Qualche anno fa, in periodo di vacche grasse (se mai ce n’è stato uno) un giovane neolaureato poteva permettersi di ignorare l’ipotesi di frequentare un master: aveva ottime probabilità di trovare lavoro con il pezzo di carta che si ritrovava in mano. Oggi la disoccupazione dialaga e il mercato del lavoro è diventato estremamente competitivo. Occorre specializzarsi, quindi si ripiega sui master. Prima di effettuare il bonifico dell’iscrizione, però, è bene considerare alcune problematiche legate a questo oneroso livello di formazione. Il rischio è quello di perdere denaro e tempo, anche perché è difficile prendere la decisione sbagliata.
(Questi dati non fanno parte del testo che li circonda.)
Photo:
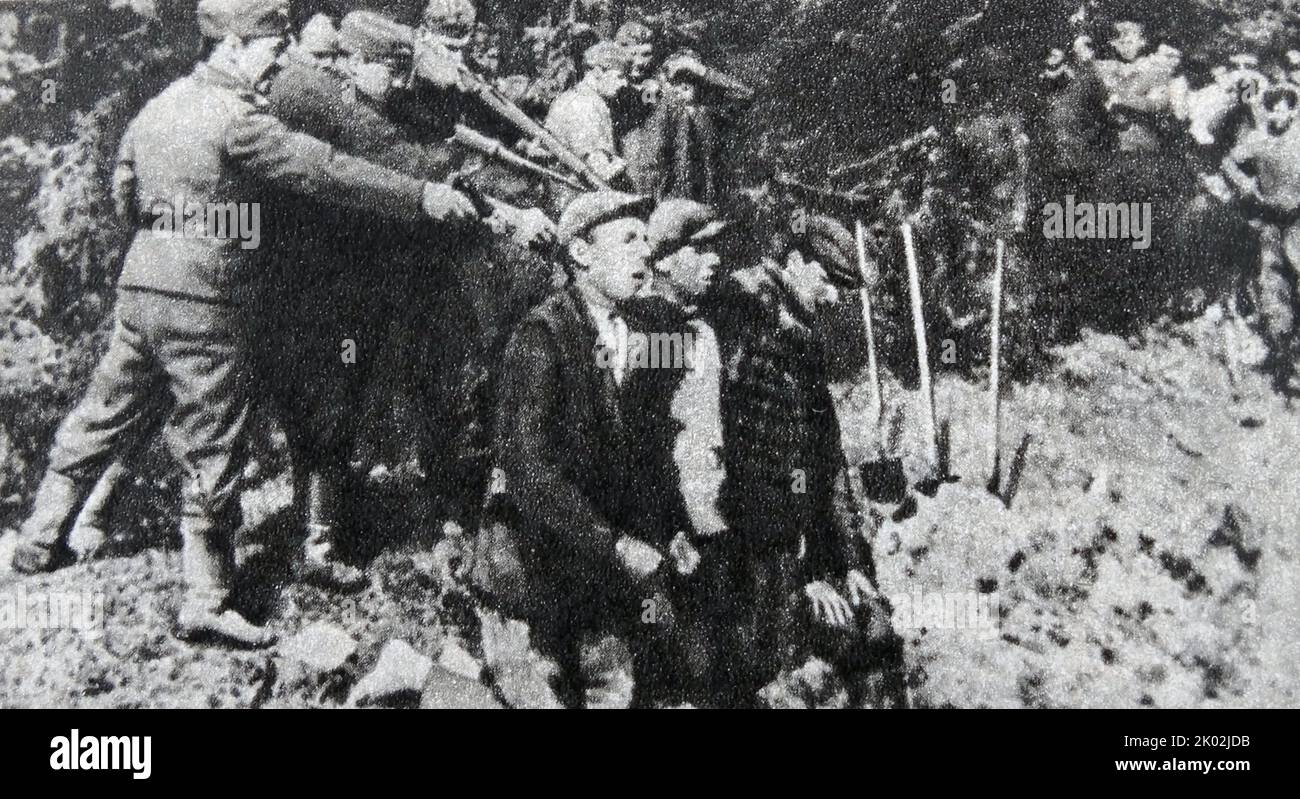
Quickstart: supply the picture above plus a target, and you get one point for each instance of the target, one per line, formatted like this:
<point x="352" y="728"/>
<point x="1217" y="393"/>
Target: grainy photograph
<point x="616" y="354"/>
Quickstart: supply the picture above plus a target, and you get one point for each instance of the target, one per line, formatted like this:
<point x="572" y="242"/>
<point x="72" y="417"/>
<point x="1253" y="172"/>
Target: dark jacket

Quand’anche si prendesse la decisione giusta, però, non significherebbe raggiungere l’obiettivo del posto di lavoro. A dirlo non è un detrattore qualsiasi, ma Almalaurea, ente che realizza ricerche – a volte censuarie e non campionarie – sui neolaureati. Il risultato di una indagine recente dipinge un quadro a tinte fosche: non v’è quasi differenza tra il tasso di occupazione tra la popolazione che ha conseguito la laurea e il tasso di occupazione tra la popolazione che ha frequentato un master.

A fare la differenza, comunque, è la qualità del master. Questa si decide in base al criterio di provenienza. I master universitari offrono maggiori garanzie, perché almeno hanno alle spalle una istituzione riconosciuta. I master non universitari, e quindi promossi dal fondazioni o società private sono un salto nel buio. Certo, in alcuni ambiti è previsto un accreditamento (es, l’ASFOR per i master in marketing e comunicazione) ma si tratta della minoranza. E’ un particolare al quale occorre fare molta attenzione: il rischio è quello di perdere un anno di studio e trovarsi punto e a capo.

Alcuni problemi interessano anche i master universitari. Le riserve sono soprattutto due. La prima ha a che fare con i professori. Non è raro che i master, più che offrire un sapere strutturato e utile, rispondano a esigenze cattedatriche dell’università. Sicchè l’offerta formativa risulta forzata a sostanzialmente inservibile. La seconda riserva ha a che fare con l’accesso al mondo del lavoro. Le università sono famose per non essere collegate al mondo del lavoro. Non c’è sinergia. Le prospettive a livello di contatti sono per lo più molto risicate.

Ciò non vuol dire che tutti i master sono da evitare. Anzi, alcuni sono utili, ma il problema sta nella difficoltà a riconoscere – a priori – quelli veramente efficacia. C’è gente che non si fida, anche perché “balla” sempre qualche migliaio di euro, e quindi propendono per una formazione più modularizzata e quindi gestibile in caso di fallimento. Un esempio è dato dai corsi online.